MANKATO, Minn. (AP) -Minnesota Vikings owner Zygi Wilf has watched from afar while rescue workers sift through the murky Mississippi River in search of victims from Wednesday's bridge collapse.
On Friday, he pledged to donate all proceeds from the team's annual training camp practice with the Kansas City Chiefs to relief and recovery efforts for the families of the victims.
In an interview with The Associated Press, the owner also said that he's still committed to pursuing public money for a new stadium - despite the potential for perceived insensitivity following the catastrophe that occurred just a half-mile from the Metrodome that Wilf wants to replace.
Five people were confirmed dead, with others still missing, after the Interstate 35W bridge into downtown Minneapolis collapsed during rush hour on Wednesday evening.
"We all understand that there has to be a focus on the infrastructure, that we have to dedicate ourselves to make transportation a priority for the sake of safety and for the sake of a growing community that needs transportation infrastructure that will move us into the 21st century," Wilf said.
"That does not exclude the fact that we understand that the Metrodome is also one of the oldest facilities in the league, and we want to make sure that we have a facility that meets the standards of the 21st century."
Wilf is entering his third season as the team's principal owner, and so far has yet to gain legislative approval for a new stadium. He thought he had a deal to build one in the suburb of Blaine, but that fell through last fall.
Now Wilf has turned his attention to building a new facility downtown on the site where the 25-year-old Metrodome stands.
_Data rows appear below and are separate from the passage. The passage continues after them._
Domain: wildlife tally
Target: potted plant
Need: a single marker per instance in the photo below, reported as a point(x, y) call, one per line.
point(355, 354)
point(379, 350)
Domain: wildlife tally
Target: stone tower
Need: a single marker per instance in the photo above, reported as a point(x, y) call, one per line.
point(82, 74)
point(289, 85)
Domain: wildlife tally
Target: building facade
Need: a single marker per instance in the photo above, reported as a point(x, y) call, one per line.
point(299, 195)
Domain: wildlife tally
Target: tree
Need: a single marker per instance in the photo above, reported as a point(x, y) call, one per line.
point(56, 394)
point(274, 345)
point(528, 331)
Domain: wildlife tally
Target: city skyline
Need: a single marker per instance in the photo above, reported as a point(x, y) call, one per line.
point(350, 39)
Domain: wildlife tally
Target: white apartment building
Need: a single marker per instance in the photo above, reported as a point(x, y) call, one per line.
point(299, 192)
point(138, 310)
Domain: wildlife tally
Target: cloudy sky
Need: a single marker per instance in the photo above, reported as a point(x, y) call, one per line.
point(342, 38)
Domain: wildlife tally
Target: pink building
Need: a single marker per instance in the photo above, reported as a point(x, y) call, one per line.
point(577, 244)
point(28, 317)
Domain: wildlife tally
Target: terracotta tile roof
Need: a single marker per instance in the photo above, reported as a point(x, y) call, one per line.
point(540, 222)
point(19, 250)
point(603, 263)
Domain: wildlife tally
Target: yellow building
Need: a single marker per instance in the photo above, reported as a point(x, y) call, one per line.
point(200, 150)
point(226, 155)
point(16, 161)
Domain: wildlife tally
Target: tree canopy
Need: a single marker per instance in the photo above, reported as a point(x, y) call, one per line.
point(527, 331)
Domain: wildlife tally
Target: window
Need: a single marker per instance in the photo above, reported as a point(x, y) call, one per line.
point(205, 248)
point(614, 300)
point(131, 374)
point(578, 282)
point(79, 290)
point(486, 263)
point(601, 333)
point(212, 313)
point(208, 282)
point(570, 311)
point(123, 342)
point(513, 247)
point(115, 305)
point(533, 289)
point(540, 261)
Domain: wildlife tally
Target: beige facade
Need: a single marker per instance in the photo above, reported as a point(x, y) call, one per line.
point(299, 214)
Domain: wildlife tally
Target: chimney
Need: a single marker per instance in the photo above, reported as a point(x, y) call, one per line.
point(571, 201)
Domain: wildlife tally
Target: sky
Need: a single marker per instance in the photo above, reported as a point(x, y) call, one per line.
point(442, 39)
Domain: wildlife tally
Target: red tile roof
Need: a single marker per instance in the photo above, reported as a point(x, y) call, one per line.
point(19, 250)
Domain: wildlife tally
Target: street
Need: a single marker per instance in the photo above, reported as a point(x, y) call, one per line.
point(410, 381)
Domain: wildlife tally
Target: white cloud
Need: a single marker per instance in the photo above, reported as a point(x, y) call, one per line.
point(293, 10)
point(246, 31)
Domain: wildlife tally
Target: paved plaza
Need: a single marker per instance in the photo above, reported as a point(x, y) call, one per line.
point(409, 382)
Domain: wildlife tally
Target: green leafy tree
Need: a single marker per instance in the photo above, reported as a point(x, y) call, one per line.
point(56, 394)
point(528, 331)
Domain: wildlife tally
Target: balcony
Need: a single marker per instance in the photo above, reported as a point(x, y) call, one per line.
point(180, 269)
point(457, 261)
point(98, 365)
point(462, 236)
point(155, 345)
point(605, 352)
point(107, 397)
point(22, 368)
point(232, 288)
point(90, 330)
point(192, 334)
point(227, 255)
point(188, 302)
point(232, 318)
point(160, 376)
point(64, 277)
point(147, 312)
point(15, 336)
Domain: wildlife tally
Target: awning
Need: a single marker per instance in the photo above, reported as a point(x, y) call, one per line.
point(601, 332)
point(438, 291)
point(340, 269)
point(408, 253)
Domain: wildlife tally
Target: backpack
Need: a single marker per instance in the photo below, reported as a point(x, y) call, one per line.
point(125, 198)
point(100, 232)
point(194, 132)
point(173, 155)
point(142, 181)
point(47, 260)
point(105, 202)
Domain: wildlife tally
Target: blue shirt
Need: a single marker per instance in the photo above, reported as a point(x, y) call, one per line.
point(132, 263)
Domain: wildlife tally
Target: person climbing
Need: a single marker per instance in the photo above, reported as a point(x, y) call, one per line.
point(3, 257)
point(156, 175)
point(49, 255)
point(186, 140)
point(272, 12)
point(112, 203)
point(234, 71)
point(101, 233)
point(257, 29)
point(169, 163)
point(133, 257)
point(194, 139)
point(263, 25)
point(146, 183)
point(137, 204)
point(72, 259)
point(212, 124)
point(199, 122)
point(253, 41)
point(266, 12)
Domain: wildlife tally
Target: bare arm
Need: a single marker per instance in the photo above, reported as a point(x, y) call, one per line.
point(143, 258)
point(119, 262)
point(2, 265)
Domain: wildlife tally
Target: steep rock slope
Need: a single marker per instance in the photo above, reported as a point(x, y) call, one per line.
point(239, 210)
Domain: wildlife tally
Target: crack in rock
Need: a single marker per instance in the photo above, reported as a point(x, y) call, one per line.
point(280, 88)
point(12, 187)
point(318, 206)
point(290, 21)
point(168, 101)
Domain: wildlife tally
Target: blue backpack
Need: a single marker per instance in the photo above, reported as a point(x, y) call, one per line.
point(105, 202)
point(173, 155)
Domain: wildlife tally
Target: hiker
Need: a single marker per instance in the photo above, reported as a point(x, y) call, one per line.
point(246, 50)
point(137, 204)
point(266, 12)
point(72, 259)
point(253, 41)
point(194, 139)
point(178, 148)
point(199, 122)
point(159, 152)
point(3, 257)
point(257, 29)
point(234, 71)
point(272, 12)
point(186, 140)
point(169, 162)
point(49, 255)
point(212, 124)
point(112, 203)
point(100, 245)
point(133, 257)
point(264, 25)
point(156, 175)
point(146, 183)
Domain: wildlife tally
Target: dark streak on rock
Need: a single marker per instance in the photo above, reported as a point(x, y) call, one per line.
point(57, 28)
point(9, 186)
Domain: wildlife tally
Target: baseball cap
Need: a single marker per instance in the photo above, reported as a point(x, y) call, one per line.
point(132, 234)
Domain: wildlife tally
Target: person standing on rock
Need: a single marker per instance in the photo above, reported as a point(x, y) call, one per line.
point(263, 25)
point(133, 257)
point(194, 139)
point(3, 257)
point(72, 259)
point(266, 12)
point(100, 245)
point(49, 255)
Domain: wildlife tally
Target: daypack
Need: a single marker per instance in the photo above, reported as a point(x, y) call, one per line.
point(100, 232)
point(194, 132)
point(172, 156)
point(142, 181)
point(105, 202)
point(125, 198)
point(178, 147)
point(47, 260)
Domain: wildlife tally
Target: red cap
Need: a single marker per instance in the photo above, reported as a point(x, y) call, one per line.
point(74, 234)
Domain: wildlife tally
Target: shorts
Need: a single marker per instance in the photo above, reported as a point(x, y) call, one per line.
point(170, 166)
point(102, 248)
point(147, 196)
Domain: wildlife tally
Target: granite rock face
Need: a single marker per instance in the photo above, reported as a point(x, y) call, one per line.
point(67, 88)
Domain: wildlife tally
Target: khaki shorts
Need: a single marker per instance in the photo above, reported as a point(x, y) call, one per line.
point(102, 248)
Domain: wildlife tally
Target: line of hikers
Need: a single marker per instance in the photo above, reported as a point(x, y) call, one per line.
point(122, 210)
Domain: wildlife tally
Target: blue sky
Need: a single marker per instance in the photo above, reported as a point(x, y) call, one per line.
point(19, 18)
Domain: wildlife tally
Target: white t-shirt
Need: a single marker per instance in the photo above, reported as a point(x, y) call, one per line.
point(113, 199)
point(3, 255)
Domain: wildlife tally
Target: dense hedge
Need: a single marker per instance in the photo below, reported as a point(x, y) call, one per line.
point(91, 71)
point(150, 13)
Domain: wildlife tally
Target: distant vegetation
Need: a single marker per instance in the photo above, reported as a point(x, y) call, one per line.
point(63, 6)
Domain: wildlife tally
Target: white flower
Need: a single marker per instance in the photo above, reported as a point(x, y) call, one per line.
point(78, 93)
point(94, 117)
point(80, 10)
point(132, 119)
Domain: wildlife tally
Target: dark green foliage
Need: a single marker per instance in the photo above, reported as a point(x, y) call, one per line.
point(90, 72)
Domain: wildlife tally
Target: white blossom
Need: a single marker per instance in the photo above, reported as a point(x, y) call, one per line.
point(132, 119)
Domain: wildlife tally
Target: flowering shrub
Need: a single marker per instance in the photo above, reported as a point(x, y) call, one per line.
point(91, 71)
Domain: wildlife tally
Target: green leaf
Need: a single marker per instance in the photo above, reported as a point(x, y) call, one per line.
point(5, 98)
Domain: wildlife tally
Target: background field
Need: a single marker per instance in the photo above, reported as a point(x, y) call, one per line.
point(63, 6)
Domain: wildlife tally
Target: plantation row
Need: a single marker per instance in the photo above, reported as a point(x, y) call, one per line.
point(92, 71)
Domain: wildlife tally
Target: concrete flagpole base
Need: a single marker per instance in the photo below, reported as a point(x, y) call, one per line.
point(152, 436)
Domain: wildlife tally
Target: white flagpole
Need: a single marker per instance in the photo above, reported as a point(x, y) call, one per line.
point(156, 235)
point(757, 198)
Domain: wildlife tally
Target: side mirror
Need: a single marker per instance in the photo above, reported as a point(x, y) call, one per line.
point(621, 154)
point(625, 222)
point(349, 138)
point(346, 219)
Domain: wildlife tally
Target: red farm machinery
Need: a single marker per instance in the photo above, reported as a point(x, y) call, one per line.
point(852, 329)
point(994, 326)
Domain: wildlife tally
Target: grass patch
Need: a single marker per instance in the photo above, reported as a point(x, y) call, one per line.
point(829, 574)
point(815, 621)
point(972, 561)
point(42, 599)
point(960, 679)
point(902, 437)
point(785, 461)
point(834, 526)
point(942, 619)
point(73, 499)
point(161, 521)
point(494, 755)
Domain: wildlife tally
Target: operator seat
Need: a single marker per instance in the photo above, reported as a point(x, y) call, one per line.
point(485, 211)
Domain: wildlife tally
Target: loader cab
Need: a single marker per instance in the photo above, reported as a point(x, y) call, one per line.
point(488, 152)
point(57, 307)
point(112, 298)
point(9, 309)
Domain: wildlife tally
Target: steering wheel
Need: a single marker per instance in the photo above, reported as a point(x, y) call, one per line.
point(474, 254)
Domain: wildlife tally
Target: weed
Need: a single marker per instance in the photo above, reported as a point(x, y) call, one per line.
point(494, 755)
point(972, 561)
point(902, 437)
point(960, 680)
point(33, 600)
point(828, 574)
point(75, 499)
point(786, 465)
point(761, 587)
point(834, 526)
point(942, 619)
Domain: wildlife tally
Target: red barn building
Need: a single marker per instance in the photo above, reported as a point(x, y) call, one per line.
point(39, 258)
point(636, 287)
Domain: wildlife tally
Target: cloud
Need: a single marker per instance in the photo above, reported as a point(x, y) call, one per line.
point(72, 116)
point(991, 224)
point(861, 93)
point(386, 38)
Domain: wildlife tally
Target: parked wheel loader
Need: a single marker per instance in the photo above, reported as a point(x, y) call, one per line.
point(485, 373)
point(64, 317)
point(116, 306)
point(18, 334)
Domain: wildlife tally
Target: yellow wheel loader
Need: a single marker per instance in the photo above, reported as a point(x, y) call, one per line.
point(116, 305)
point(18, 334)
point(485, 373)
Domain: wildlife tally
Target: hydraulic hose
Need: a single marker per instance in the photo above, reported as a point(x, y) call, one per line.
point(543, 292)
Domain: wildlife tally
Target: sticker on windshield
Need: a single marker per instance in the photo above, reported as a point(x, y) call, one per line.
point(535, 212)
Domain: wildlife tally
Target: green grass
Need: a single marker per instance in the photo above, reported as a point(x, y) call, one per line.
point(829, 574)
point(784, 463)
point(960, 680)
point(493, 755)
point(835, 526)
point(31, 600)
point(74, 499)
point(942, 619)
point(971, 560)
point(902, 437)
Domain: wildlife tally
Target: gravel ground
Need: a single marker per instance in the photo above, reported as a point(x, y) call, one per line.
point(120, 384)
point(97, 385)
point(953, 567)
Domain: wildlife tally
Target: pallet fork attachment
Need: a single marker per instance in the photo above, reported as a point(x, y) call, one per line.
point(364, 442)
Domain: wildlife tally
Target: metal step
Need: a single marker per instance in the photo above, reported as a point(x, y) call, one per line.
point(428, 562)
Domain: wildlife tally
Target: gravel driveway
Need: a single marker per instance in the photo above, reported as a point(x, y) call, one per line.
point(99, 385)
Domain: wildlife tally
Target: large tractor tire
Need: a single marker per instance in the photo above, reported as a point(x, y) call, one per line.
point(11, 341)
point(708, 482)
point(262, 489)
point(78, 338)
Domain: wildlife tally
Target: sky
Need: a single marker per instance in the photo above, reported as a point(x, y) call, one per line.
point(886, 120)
He has already purchased several pieces of land around the area and is working on a massive redevelopment plan that includes housing, shopping and dining surrounding a retractable-roof stadium.
Just how it will be paid for is a major question. Wilf has pledged about $250 million of his own money for the $954 million project, but said he is still reviewing plans for the rest of the tab.
"We're still working very hard analyzing all the different options available to us and trying to see what would be best suitable," Wilf said.
In the wake of Wednesday's heartbreak, some have questioned the fairness of putting public dollars toward stadiums - as the state legislature has done recently in approving new buildings for baseball's Twins and the University of Minnesota football team - when so many roads and bridges need work.
Wilf stressed that he thinks the safety of Minnesota roads should take precedence over a stadium, but said he thinks there is also room for his plan, too.
"We believe that they both have to get done," Wilf said. "It's just a matter of first making sure that our priorities as they deal with transportation infrastructure get addressed immediately. And that we will move forward on a stadium" as well.
Unlike previous owner Red McCombs, who drew the ire of Vikings fans when he talked about moving to Los Angeles if he didn't get a new stadium, Wilf has maintained that he wants to keep the team in Minnesota.
He said that despite last year's disappointing 6-10 finish and a fan base that was frustrated and apathetic by the end of the 2006 season, he's encouraged by the support he has seen.
"When fans and people have passion for a team like that, there's no other home than Minnesota," Wilf said. "I just hope, and I know, that everyone concerned realizes that we have many other priorities to deal with. ... We have to all address those priorities. We all realize that the well-being of the Minnesota Vikings, for everyone concerned, will always be an important issue."